Natalia da Luz, Por dentro da África 

O assassinato de um jovem negro no supermercado Extra do Rio de Janeiro provocou uma série de manifestações pelo Brasil. O crime, cometido por um segurança da empresa no dia 14 de fevereiro, diz muito sobre o racismo institucional e o genocídio da população negra no país, onde um jovem negro é assassinado a cada 23 minutos.

Seimour Souza – Arquivo da deputada Renata Souza

“A bala da polícia seleciona, a sentença do juiz seleciona, a redução da maioridade penal seleciona, o alarme da porta giratória seleciona, a entrevista de emprego seleciona, o segurança do Extra seleciona. Todo mundo sangra a mesma cor, mas nem todo mundo sangra por ter a nossa cor. Nossa morte é institucionalizada, nossa morte é política, nossas mortes não vão mais passar em branco”, disse o ativista Monsieur Souza, durante discurso no ato em frente ao Extra da Barra da Tijuca.
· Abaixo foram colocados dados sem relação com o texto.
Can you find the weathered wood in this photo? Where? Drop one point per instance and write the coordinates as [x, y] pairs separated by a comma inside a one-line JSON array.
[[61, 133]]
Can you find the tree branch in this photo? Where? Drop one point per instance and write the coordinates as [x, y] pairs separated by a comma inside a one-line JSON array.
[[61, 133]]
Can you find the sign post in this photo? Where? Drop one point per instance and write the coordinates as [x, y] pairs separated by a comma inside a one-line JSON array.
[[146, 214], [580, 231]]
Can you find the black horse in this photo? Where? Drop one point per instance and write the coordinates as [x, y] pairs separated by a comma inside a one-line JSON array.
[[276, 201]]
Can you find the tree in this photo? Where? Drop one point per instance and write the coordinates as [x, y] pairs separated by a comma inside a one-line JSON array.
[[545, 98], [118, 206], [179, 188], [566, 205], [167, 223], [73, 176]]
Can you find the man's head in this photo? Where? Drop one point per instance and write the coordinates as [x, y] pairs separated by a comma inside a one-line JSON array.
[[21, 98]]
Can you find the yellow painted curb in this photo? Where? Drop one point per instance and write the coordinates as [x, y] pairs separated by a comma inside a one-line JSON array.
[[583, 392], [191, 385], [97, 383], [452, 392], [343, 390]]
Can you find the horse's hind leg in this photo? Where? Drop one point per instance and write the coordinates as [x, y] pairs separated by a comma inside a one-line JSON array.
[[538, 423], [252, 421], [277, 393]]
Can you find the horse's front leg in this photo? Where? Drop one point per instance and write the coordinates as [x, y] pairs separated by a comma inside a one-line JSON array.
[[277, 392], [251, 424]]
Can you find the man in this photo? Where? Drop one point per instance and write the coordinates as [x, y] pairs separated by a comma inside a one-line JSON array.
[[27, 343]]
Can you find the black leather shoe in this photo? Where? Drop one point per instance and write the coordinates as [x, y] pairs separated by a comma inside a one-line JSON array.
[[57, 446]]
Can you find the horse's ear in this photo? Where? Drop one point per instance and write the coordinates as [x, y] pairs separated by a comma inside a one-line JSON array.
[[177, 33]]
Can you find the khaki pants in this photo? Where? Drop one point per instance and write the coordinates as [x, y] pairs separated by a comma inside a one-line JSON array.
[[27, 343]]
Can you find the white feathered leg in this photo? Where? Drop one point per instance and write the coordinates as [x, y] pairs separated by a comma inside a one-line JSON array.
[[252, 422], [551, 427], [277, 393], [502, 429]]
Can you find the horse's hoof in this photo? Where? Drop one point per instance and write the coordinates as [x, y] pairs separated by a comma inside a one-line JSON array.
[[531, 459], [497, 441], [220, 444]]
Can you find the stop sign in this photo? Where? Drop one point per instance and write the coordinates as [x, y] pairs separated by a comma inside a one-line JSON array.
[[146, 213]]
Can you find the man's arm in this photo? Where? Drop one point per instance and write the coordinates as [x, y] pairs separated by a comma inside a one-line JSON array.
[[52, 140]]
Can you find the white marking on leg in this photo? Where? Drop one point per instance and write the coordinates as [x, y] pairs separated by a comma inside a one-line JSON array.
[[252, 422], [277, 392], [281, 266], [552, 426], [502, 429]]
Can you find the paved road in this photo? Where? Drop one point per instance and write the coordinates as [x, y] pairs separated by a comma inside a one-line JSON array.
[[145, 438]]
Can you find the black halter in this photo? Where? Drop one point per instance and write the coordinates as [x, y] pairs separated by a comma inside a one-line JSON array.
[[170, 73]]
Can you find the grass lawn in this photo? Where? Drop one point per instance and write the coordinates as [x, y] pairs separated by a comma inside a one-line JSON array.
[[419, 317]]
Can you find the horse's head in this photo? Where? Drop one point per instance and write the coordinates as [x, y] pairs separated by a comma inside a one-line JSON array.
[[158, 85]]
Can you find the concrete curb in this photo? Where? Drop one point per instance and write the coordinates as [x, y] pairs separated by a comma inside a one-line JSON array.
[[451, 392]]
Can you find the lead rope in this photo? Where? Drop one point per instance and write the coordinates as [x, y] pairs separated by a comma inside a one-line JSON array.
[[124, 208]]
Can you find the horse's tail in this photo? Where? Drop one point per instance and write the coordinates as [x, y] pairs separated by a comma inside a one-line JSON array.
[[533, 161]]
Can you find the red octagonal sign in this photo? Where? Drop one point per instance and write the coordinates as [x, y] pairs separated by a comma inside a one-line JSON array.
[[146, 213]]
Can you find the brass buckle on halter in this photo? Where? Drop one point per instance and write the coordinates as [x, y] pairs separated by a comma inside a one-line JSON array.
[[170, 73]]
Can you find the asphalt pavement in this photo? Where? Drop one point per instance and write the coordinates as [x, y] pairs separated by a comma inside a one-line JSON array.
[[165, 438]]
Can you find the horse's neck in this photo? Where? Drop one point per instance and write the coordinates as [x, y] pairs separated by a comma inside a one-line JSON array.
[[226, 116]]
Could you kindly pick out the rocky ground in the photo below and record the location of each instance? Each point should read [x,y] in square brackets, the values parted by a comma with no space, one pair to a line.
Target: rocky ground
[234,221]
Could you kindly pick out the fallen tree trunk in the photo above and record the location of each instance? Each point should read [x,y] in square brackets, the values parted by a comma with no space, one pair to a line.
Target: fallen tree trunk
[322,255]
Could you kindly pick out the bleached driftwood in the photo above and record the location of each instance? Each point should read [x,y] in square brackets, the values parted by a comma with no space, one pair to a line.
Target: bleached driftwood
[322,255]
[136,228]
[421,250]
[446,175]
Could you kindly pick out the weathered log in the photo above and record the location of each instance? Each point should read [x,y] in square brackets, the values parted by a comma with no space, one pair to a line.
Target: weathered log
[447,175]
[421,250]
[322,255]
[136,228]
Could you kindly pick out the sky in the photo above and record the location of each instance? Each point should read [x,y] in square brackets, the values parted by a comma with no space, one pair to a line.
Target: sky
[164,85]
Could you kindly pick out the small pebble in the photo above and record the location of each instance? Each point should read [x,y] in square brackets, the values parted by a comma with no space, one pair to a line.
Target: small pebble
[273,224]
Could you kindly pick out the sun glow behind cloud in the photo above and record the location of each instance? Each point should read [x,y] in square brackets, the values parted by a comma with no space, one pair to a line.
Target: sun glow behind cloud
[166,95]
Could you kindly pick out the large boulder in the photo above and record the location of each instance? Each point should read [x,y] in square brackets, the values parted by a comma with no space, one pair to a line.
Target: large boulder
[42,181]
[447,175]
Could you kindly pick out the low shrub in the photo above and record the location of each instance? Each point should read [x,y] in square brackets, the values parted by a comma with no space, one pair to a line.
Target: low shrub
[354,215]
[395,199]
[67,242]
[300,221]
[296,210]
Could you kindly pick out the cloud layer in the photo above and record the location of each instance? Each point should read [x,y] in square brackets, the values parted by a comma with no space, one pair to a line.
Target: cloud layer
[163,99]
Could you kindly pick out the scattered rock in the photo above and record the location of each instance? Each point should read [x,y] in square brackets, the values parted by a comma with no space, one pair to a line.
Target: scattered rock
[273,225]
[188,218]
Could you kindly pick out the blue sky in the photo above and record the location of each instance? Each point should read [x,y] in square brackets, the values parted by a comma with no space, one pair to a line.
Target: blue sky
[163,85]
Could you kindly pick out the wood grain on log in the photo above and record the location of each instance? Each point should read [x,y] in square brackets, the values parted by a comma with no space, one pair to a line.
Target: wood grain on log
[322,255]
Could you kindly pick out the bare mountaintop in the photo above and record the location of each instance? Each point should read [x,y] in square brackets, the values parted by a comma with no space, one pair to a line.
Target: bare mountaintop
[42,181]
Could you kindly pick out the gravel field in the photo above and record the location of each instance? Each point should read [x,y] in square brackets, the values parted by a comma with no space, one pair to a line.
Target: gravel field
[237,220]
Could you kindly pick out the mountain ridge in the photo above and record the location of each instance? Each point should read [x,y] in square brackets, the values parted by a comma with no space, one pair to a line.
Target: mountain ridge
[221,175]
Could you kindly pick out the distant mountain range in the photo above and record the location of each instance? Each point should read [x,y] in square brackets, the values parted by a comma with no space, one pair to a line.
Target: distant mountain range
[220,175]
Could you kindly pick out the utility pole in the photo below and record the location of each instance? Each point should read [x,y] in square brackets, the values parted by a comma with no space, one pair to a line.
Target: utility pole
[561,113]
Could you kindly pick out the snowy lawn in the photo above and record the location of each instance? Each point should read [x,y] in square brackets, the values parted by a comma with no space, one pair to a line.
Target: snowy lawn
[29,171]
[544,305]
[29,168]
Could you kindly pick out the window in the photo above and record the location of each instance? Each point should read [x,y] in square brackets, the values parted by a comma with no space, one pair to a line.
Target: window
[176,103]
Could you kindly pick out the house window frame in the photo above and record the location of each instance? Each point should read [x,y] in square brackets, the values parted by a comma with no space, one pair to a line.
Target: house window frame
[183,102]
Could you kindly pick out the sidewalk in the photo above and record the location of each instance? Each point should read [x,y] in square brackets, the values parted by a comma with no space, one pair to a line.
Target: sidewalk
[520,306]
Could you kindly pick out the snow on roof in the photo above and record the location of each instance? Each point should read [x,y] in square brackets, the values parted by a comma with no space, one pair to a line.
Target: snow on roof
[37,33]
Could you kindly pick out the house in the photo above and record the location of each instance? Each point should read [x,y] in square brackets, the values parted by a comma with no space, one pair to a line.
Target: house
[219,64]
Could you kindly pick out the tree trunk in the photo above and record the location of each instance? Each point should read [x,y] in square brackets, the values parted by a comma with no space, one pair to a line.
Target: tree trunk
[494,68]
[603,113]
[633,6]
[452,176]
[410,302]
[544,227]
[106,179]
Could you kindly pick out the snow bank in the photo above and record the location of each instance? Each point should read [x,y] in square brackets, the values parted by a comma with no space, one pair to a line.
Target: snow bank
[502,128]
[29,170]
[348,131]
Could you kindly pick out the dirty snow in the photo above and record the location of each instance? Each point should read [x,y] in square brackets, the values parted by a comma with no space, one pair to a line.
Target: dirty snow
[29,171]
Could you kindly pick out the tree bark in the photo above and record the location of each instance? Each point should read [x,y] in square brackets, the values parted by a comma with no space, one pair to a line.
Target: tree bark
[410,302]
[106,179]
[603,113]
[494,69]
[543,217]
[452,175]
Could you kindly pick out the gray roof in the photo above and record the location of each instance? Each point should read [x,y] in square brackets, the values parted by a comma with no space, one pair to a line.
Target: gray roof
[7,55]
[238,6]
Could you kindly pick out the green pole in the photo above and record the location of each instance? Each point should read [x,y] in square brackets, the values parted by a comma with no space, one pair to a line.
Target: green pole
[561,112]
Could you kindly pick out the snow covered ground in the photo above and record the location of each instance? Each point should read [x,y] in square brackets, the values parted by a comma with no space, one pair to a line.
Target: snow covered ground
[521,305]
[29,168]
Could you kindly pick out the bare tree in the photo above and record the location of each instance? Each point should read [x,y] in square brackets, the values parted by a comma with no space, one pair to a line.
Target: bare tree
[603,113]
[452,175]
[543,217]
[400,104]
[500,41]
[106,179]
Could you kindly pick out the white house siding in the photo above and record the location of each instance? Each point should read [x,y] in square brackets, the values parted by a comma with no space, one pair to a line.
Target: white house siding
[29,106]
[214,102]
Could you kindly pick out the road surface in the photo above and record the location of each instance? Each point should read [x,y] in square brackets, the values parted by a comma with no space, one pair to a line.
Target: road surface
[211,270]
Pedro Henrique Gonzaga – Foto de arquivo pessoal – Redes sociais

Pedro Henrique Gonzaga, 25 anos, foi assassinado por Davi Amâncio, segurança do estabelecimento, que sufocou o jovem, já inconsciente. Davi foi indiciado por homicídio culposo. Após pagar fiança de R$10 mil reais, ele foi liberado e responderá pelo crime em liberdade. Para o delegado Cassiano Conte, responsável pelo caso na Delegacia de Homicídios da Capital (DH), o acusado se excedeu na “legítima defesa”.

Em depoimento, o segurança disse que Pedro tentou pegar a sua arma e que por isso ele teria imobilizado o jovem. Davi permaneceu sobre Pedro, no chão, por cerca de 4 minutos e, apesar dos apelos das testemunhas, inclusive da mãe da vítima, ele não o soltou. Segundo a Polícia Federal, por ter sido condenado por lesão corporal após agredir uma ex-companheira, Davi não poderia trabalhar nesta função.

Davi Amâncio – Foto de arquivo pessoal de redes sociais

Imagens das câmeras do estabelecimento mostram Pedro correndo até o segurança, em seguida, ele cai e é imobilizado. A violência na abordagem e a conivência de outros seguranças, que assistiram ao sufocamento sem interferir, indicam a urgência para debater a violência contra os jovens negros no Brasil.

“Esse ato é um ato de indignação de mulheres como eu: pretas, faveladas, periféricas, mães de homens pretos, mulheres pretas, de brancos e brancos aliados na luta antirracista contra o genocídio da população negra que, no Brasil, segue em curso desde que nós chegamos aqui escravizados, sequestrados de África”, disse ao Por dentro da África, a ativista e deputada estadual Monica Francisco, que participou da manifestação.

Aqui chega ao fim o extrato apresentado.